Sunday, November 2, 2025

Sometimes Even the Good Ones Get It Wrong

 

Sometimes Even the Good Ones Get It Wrong

November 2, 2025

I know a Christian church pastor, no names or other identifying information here, of whom I am quite fond. They are a very good preacher.[1] As far as I know, they are a very good person. They are personable and pleasant. On the whole, I am quite satisfied with them. I mean nothing here as anything to detract from them as a good church pastor.

But. But at church this morning I had not one but a couple objections to what they did, didn’t say, and said. So I’ve titled this peace “Sometimes Even the Good Ones Get It Wrong.” The pastor of whom I write here is one of the good ones. Yet, of course, the best of us make mistakes. I am prideful enough to believe (to know, actually) that I am a much better than average preacher and pastor, but I would never claim never to have made mistakes. I know a whole lot better than that. Like every other preacher and pastor, I’m human. That means I am far from perfect, and so is the pastor about whom I write in this piece. Here, then, are the things to which I object about their service this morning.

Today was a Communion Sunday. The pastor in question presided at the sacrament. I love the sacrament of the Eucharist. Presiding at it has been one of the joys of time as a parish pastor and of the times I have been able to preside at it since my retirement. There are not many ways in which I am a traditionalist, yet I am a traditionalist in at least some ways when it comes to the Eucharist though I will never hold with a closed table. When I preside at the sacrament I always say “This is the Lord’s table, it is not our table, and all are welcome here….” I believe that truth with every fiber of my faith, and I will never deny or reject it.

There is, however, something about traditional Christian liturgy that matters here. In any worship service that includes the Eucharist, the sacrament is, or at least ought to be, the highlight of the service. Everything else leads up to it. After the Eucharist as the climax of the service, the presiding officer may have the people sing a hymn and give a closing benediction, but at that point the service ends and the people are sent out into the world with the good news of Jesus, his teaching, and his resurrection. There’s nothing more to say. Nothing more to do. Putting the sacrament earlier in the service just diminishes its significance, its central role in Christian worship.

Yet at the church to which I refer, the pastors usually, though not quite always, put the Eucharist early in the service. They make it the first significant thing that happens after the people are gathered and called to worship. I know why they do it. They do it because they want the church’s children to be able to participate in the sacrament, and they dismiss the children, such as are there (which usually isn’t many), to what they call “faith formation” and churches usually call “Sunday School” quite early in the service.

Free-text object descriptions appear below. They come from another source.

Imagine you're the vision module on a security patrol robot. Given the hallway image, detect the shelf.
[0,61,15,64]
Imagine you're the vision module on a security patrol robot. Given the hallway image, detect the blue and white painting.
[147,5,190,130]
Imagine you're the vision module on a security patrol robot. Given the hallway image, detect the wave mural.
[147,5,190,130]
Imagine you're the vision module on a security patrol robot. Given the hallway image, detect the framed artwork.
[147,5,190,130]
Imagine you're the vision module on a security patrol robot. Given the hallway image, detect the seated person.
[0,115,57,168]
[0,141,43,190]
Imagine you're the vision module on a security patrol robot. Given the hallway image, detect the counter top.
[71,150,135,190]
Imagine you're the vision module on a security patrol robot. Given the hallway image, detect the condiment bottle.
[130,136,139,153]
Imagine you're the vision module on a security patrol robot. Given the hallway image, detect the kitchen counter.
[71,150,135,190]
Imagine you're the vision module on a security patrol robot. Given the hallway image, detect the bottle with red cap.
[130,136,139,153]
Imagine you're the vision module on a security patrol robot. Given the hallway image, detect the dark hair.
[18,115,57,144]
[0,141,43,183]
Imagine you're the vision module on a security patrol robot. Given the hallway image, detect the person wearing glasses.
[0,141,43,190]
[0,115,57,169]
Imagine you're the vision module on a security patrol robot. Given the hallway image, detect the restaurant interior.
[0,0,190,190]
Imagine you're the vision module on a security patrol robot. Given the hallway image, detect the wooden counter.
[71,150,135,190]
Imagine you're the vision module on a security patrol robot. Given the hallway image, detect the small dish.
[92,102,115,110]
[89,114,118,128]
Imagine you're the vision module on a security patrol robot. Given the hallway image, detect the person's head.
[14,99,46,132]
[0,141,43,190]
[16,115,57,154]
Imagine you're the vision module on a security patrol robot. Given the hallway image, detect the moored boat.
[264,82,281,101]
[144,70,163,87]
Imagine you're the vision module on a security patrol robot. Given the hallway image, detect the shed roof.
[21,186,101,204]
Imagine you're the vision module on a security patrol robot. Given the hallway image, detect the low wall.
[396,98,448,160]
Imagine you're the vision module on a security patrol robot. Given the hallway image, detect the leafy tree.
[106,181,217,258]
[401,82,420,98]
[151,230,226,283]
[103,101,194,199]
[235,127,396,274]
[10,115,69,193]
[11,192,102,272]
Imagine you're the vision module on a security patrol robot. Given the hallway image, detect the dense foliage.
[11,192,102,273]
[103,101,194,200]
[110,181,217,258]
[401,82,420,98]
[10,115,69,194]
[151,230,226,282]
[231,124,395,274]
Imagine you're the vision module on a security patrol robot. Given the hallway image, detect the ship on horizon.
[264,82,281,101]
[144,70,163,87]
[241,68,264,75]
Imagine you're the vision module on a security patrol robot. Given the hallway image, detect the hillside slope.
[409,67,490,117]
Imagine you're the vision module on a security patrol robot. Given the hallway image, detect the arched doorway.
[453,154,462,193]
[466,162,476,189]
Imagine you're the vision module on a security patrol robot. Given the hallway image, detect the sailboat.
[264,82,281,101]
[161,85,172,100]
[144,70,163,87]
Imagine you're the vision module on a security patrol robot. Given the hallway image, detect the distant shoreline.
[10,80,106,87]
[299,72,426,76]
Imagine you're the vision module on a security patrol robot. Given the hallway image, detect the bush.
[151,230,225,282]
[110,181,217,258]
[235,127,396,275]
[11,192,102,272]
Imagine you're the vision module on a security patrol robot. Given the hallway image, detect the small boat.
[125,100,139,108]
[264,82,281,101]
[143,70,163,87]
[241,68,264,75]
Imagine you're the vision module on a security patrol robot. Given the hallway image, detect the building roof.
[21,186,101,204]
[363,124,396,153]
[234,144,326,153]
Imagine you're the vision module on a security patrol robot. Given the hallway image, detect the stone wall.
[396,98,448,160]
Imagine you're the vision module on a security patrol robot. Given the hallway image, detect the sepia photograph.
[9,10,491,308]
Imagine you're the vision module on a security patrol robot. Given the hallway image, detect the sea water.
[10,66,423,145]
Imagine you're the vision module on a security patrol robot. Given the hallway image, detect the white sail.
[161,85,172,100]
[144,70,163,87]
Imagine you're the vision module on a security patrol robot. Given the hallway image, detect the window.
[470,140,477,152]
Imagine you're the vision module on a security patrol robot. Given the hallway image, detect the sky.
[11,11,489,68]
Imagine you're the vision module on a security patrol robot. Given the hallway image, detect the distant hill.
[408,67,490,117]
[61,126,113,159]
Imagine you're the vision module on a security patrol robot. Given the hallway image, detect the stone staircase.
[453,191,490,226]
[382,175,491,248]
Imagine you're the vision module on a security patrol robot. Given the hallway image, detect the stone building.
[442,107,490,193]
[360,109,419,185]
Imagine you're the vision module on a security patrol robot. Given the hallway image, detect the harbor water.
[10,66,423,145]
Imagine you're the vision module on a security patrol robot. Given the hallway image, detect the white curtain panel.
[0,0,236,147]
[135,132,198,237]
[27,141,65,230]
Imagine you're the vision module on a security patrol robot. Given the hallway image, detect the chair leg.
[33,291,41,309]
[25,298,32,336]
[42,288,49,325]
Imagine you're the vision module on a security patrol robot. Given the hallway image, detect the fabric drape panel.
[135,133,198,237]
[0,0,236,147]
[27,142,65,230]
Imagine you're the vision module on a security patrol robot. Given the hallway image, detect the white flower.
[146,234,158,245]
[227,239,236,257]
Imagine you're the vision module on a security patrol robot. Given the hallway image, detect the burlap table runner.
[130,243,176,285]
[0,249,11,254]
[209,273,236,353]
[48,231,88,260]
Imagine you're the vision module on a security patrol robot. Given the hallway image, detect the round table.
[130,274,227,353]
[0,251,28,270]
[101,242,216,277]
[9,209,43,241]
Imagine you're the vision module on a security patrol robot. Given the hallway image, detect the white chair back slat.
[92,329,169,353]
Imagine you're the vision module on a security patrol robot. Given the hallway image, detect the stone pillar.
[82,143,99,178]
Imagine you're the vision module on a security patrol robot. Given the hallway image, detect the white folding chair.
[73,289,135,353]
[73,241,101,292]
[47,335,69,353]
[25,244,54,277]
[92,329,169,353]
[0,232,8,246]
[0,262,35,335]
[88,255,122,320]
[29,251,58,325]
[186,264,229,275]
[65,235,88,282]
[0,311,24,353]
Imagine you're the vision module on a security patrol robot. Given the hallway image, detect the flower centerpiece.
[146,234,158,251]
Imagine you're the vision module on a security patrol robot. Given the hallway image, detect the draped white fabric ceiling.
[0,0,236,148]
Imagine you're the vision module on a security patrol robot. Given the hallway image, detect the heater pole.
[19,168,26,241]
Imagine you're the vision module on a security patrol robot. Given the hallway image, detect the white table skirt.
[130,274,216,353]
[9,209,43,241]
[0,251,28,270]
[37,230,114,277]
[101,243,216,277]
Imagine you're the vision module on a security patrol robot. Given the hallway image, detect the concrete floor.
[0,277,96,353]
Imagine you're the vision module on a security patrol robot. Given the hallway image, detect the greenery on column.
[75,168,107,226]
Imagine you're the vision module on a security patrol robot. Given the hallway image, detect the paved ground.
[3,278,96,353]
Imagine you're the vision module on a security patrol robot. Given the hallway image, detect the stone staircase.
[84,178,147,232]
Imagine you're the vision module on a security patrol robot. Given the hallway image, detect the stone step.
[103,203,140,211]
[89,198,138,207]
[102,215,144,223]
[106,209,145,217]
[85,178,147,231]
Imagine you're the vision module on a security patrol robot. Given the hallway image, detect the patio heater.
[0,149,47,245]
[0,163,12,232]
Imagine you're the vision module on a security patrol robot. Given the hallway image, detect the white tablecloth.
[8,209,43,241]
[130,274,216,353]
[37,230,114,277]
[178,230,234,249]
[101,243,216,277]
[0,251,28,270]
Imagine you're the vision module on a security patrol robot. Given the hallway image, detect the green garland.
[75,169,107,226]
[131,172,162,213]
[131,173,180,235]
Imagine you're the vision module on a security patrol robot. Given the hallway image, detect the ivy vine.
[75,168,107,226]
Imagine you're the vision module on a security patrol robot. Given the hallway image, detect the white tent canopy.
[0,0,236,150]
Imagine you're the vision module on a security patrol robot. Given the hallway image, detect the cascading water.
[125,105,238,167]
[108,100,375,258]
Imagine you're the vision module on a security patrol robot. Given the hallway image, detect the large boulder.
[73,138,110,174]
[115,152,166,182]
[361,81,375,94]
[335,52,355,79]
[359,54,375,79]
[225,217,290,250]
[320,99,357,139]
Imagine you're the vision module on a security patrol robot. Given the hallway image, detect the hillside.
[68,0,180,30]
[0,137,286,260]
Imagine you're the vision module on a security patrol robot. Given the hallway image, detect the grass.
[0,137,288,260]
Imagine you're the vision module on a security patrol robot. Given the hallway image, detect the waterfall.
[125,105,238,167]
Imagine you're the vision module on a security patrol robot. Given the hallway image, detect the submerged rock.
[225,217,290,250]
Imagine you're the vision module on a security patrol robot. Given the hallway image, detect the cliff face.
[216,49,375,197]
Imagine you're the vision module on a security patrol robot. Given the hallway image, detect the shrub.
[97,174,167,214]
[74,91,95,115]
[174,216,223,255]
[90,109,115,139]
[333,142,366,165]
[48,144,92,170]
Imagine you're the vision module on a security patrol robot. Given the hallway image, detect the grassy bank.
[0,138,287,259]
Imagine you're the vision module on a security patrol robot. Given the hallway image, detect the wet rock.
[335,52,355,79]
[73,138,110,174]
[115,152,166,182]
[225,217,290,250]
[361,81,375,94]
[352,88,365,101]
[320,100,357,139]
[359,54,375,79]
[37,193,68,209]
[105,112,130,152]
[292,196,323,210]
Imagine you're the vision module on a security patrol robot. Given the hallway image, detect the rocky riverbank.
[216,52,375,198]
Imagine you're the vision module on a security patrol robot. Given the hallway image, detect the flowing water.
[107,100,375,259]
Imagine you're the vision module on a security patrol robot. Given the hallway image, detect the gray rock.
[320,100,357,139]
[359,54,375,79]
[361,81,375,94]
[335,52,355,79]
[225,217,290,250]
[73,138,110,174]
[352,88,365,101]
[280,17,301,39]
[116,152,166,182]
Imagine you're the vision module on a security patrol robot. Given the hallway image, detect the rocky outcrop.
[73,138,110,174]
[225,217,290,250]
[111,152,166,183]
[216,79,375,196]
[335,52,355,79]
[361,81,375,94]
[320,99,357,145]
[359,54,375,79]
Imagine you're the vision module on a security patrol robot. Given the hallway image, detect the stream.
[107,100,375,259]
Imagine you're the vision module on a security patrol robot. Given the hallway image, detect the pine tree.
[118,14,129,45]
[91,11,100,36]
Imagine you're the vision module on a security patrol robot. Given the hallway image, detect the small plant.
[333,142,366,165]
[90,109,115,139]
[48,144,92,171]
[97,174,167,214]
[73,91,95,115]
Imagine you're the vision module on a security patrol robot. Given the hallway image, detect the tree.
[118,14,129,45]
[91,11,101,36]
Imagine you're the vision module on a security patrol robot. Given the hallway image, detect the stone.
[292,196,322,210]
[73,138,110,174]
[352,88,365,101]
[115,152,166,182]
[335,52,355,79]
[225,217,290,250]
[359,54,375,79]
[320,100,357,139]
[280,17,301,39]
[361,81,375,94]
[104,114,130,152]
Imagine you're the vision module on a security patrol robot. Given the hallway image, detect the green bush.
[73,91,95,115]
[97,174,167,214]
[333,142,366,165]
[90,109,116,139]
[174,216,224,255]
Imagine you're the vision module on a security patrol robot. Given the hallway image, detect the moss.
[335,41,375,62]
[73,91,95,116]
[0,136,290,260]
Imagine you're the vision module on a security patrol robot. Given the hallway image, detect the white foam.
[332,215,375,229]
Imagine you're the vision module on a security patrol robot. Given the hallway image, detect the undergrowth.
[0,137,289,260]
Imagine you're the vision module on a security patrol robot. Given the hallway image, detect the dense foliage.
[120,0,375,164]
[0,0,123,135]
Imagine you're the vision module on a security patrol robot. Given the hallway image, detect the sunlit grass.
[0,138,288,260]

When I was church pastor, I always had the children’s education people bring the kids back into the sanctuary for the sacrament near the end of the service. Yes, that’s a bit awkward. Yes, it takes a bit of coordination between the faith formation leaders and the flow of the service. It’s not easy, but it can be done. I’ve done it a great many times.

Yet the lead pastor of the church I’m discussing, not the pastor I’m critiquing here, has established the pattern of putting the sacrament early in the service so they don’t have to coordinate calling the young people back into the sanctuary to participate in it. That’s what the pastor did this morning. I don’t know if they would do it differently if it were entirely up to them. I rather doubt it, but I don’t know. What I do know is that they followed the lead pastor’s model this morning. And I know that that is just flat liturgically wrong. It diminishes the importance and power of the Eucharist, something no Christian worship leader has any business doing.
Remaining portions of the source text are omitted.